(Last Updated on : 25/06/2011)
The literature of how coins were manufactured during the early period in India was never recorded. However, Kautilya (also legendary as Chanakya), the minister of Chandragupta Maurya, has referred in a passage to the counterfeiters of coins (Kutarupakaraka) in his 'Arthasastra', the book on state-craft, which was compiled during the 4th century B.C. Therein, Kautilya has stated a list of objects that were used in the manufacture of coins. Metal was first melted in crucibles (musha) and purified with alkalis (kshara). It was then beaten into sheets in an anvil (adhikarni) with a hammer (mushtika), cut into pieces with clippers (sandansa) and ultimately embossed with dies or punches bearing symbols (bimba-tanka). Thus was the gradual build of ancient coins in India, a facet which was most extraordinary during those laidback times. Apart from the automatic devices, almost the same procedure is used even today in the manufacture of coins in mints all over the world.

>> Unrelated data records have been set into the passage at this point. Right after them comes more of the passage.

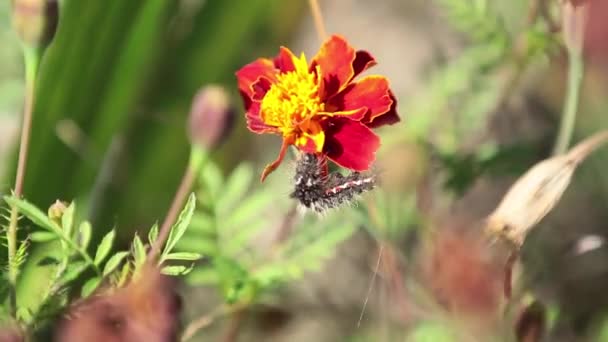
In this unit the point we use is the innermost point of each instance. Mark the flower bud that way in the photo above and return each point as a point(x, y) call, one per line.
point(35, 21)
point(56, 211)
point(211, 117)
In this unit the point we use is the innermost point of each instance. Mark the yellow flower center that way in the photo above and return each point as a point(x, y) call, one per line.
point(292, 102)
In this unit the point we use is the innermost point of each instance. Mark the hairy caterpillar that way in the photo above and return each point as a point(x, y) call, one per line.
point(319, 190)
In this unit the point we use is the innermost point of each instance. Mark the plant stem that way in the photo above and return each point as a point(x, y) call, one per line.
point(318, 18)
point(568, 121)
point(197, 158)
point(31, 58)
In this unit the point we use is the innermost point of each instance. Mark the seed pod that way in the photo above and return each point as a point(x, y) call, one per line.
point(211, 117)
point(35, 21)
point(537, 192)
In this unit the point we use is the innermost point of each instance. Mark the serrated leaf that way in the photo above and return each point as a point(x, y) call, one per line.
point(67, 219)
point(104, 247)
point(203, 276)
point(90, 286)
point(153, 234)
point(202, 245)
point(114, 262)
point(43, 236)
point(139, 252)
point(240, 239)
point(187, 256)
point(34, 214)
point(74, 269)
point(235, 187)
point(84, 234)
point(179, 228)
point(202, 223)
point(124, 274)
point(176, 270)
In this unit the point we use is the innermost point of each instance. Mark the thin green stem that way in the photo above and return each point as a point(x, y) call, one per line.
point(568, 121)
point(31, 58)
point(197, 159)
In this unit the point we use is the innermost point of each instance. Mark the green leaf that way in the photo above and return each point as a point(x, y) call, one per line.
point(203, 276)
point(104, 247)
point(200, 244)
point(123, 276)
point(187, 256)
point(153, 234)
point(248, 208)
point(90, 286)
point(432, 331)
point(114, 262)
point(67, 219)
point(202, 223)
point(235, 187)
point(74, 269)
point(139, 252)
point(34, 214)
point(179, 228)
point(176, 270)
point(43, 236)
point(84, 234)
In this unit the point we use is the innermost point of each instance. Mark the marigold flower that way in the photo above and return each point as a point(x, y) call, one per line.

Copper coins in ancient India were moulded by casting from moulds and were extensively circulated almost all over northern India and are acknowledged in several varieties. These coins are not ascribed to any particular state or ruler, as they are determined all through the northern and central parts of India. The most familiar of them are the small round coins with an elephant on the obverse and a three arched hill on the reverse. At times, two such coins are also witnessed to be attached to each other with a small band of metal between the two. It is not however understandable whether they were meant for circulation in that form as coins of double value or the men were simply addicted to minting business. These ancient coins of India were though very much in circulation from the 3rd century B.C. till 3rd century A.D.

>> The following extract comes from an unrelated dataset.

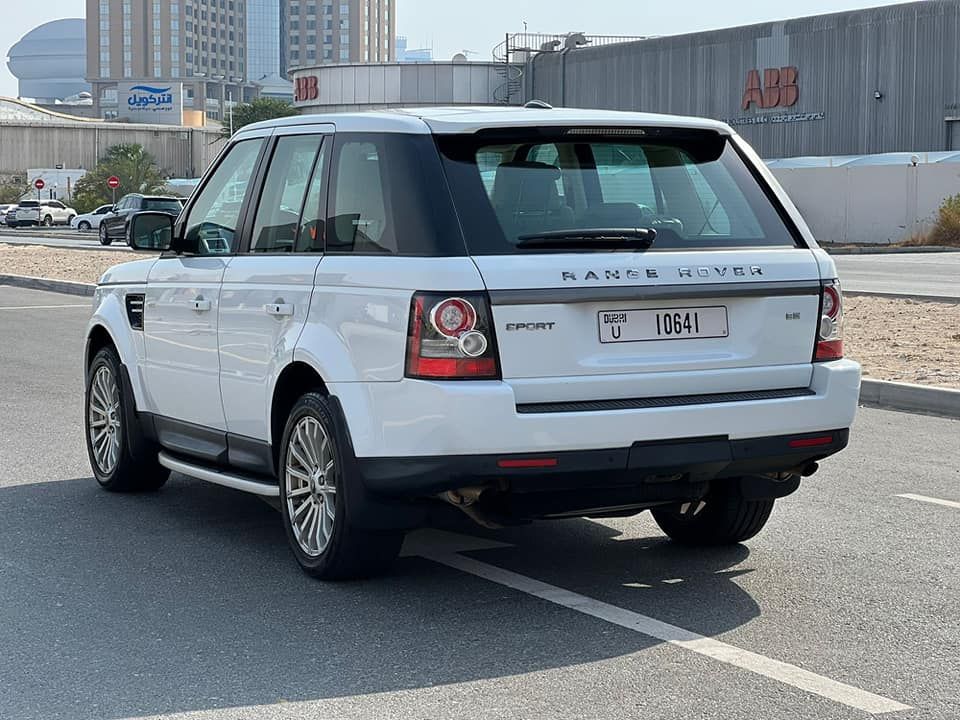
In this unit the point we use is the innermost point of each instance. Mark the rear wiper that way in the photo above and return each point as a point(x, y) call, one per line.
point(592, 239)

Influence of foreign invaders on ancient Indian coins and mintage was very much apprehensible during these times. With the advent of the Greeks, the Indian coinage underwent a sizeable metamorphosis. The refined execution of the ruler's bust, portrayal of their gods and goddess with legends on the Indo-Greek coins exalted the later coinage of the Indian rulers too. The Coins of Kushana Empire
, the Satvahana Dynasty and the Western Kshatrapa Dynasty had replicated the silver drachms and tetra drachms of the Indo-Greek kings very authentically. Such a move lent a tremendous impetus to the construction of Indian history, as rulers during this era also incorporated their name and sometimes their father's name on the coins with dates. The brisk trade between Rome and India had introduced the Roman denarii (the Roman currency system) in India. Indian spices were imported to Rome in exchange for Roman gold in the form of Roman gold coins. The dearth of Roman coins for trade transactions led to the casting of these coins in India and consequently, umpteen Roman coin dies have been discovered in the Karur region of Tamil Nadu in South India.